Magistrado Ponente  

STP1625-2023  

Tutela de 2ª instancia No. 128168  

Resolver la impugnación interpuesta por el apoderado de ANDRÉS  CAMILO MORENO ROMÁN contra el fallo de tutela proferido el  6 de diciembre de 2022 por la Sala Penal del Tribunal Superior de  Bogotá, que negó el amparo promovido en contra del  Juzgado 1° Penal del Circuito  

Especializado de la misma ciudad, por la presunta vulneración  de sus derechos fundamentales al debido proceso y libertad.  

A la acción fueron vinculados el Complejo Penitenciario  Metropolitano La Modelo de esta ciudad y el Instituto Nacional  Penitenciario y Carcelario.  

ANTECEDENTES Y FUNDAMENTOS DE LA ACCIÓN  

Como hechos jurídicamente relevantes se destacan los  siguientes:  

            

1. En contra de ANDRÉS CAMILO MORENO ROMÁN y otros, se          adelanta el proceso penal con radicado No. 11001600000020220099400          por los delitos de concierto para delinquir agravado y fabricación,          tráfico o porte de estupefacientes, por los que, en audiencia          preliminar celebrada los días 10, 14, 15, 16 y 20 de mayo de          2019, el Juzgado 20 Penal Municipal con función de control de          garantías de Bogotá, declaró legalmente          formulada la imputación y le impuso medida de aseguramiento          de detención preventiva en su domicilio.  

            

2. El conocimiento de la actuación, en primera instancia, fue          asignado al Juzgado 1° Penal del Circuito Especializado de esta          ciudad, autoridad judicial ante la cual, la Fiscalía General          de la Nación presentó acta de preacuerdo en relación          con algunos de los procesados.  

Para lo que nos interesa, la negociación celebrada con ANDRÉS  CAMILO MORENO ROMÁN consistió en que a cambio de  aceptar su responsabilidad por los delitos imputados y, únicamente  con fines punitivos, se degradaría su participación de  coautor a cómplice y, en consecuencia, se le impondría  las penas de 51 meses de prisión y multa de 1352 salarios  mínimos legales mensuales vigentes.  

            

            

4. En sentencia del 24 de mayo de 2022, el Juzgado 1° Penal del          Circuito Especializado de Bogotá condenó a ANDRÉS          CAMILO MORENO ROMÁN, conforme a los términos de la          negociación y negó la suspensión condicional de          la ejecución de la pena y la prisión domiciliaria.          Como consecuencia, dispuso su traslado a la Cárcel La Modelo          de esta ciudad, para cuyo efecto libró el oficio No. 0506 del          9 de junio de 2022.  

La sentencia fue recurrida en apelación por el defensor del  accionante y los apoderados de algunos de sus compañeros de  causa.

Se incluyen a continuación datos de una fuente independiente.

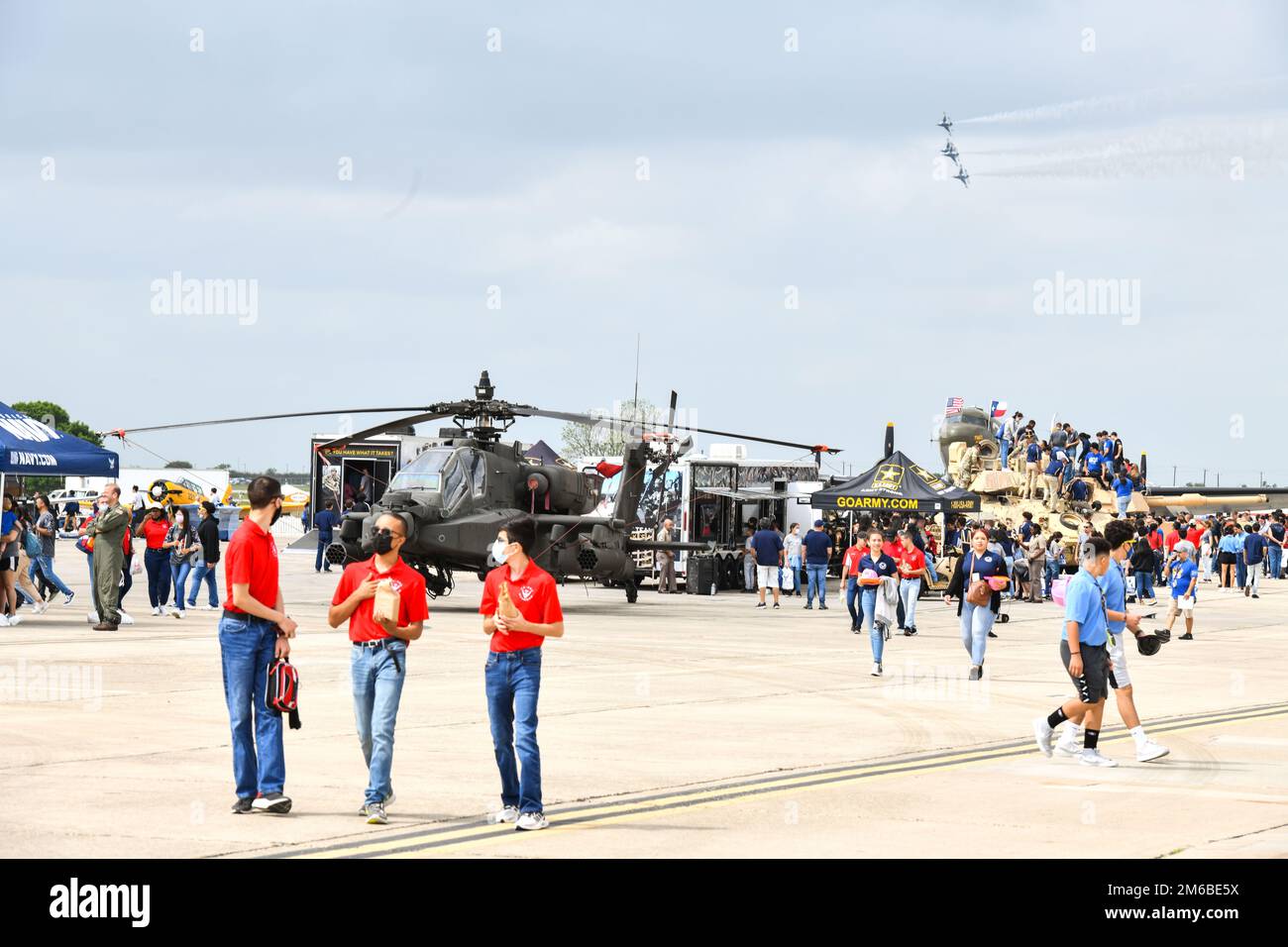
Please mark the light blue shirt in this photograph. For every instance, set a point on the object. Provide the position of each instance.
(1085, 603)
(1115, 585)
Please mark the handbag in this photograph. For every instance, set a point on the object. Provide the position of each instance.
(978, 591)
(282, 693)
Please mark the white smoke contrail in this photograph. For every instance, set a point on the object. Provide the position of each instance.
(1160, 151)
(1128, 102)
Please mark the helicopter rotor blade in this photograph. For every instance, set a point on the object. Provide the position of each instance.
(656, 425)
(120, 432)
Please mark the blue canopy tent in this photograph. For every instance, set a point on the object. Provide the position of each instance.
(31, 447)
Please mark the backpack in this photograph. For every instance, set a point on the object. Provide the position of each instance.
(282, 693)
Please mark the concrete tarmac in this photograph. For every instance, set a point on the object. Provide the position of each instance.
(682, 725)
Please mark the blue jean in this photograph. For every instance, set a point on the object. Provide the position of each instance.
(179, 579)
(46, 564)
(816, 579)
(377, 678)
(158, 565)
(322, 564)
(201, 573)
(1052, 574)
(870, 611)
(909, 591)
(977, 622)
(246, 647)
(1144, 583)
(513, 682)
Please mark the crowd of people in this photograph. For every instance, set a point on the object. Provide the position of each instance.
(381, 600)
(174, 552)
(888, 564)
(1065, 467)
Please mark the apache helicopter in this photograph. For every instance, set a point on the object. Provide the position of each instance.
(455, 496)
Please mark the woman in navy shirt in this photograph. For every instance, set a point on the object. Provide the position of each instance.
(977, 621)
(888, 571)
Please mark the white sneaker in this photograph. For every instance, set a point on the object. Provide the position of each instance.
(1042, 733)
(509, 813)
(532, 821)
(1149, 750)
(1094, 758)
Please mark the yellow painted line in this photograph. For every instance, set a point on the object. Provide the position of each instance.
(741, 791)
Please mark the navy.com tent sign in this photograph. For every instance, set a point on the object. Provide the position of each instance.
(31, 447)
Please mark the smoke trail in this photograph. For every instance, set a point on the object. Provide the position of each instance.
(1163, 151)
(1126, 103)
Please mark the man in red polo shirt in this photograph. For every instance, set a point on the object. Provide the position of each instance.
(513, 673)
(256, 630)
(378, 656)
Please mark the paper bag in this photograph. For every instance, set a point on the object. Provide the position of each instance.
(505, 604)
(386, 602)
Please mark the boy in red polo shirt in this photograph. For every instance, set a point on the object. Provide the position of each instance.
(513, 673)
(256, 630)
(378, 655)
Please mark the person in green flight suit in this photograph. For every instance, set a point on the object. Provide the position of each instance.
(108, 531)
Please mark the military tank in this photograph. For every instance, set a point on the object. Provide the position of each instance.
(973, 460)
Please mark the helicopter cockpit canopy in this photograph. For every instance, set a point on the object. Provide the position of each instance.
(424, 474)
(454, 474)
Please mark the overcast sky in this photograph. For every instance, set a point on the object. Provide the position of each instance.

En la actualidad, la actuación se encuentra surtiendo  el trámite correspondiente en la Sala Penal del Tribunal  Superior de esta ciudad.            

6. El 28 de julio de 2022, el defensor del accionante elevó al          Juzgado 1° Penal del Circuito Especializado de Bogotá, la          siguiente solicitud1:  

“1. En aras de garantizar por parte de su despacho  el debido proceso constitucional de mi representado sírvase  considerar la revocatoria de la medida de domiciliaria oficio 0506  fecha 9 de junio 2022 dentro del radicado que nos ocupa, en atención  al principio de necesidad, y el efecto suspensivo del recurso de  alzada que no ha sido aún resuelto por el Tribunal  

                              

2. Solicito enviar al suscrito al correo electrónico                  juancarlosespejoabogados@gmail.com oficio 0506 fecha 9 de junio                  2022 revocatoria de la medida de domiciliaria.    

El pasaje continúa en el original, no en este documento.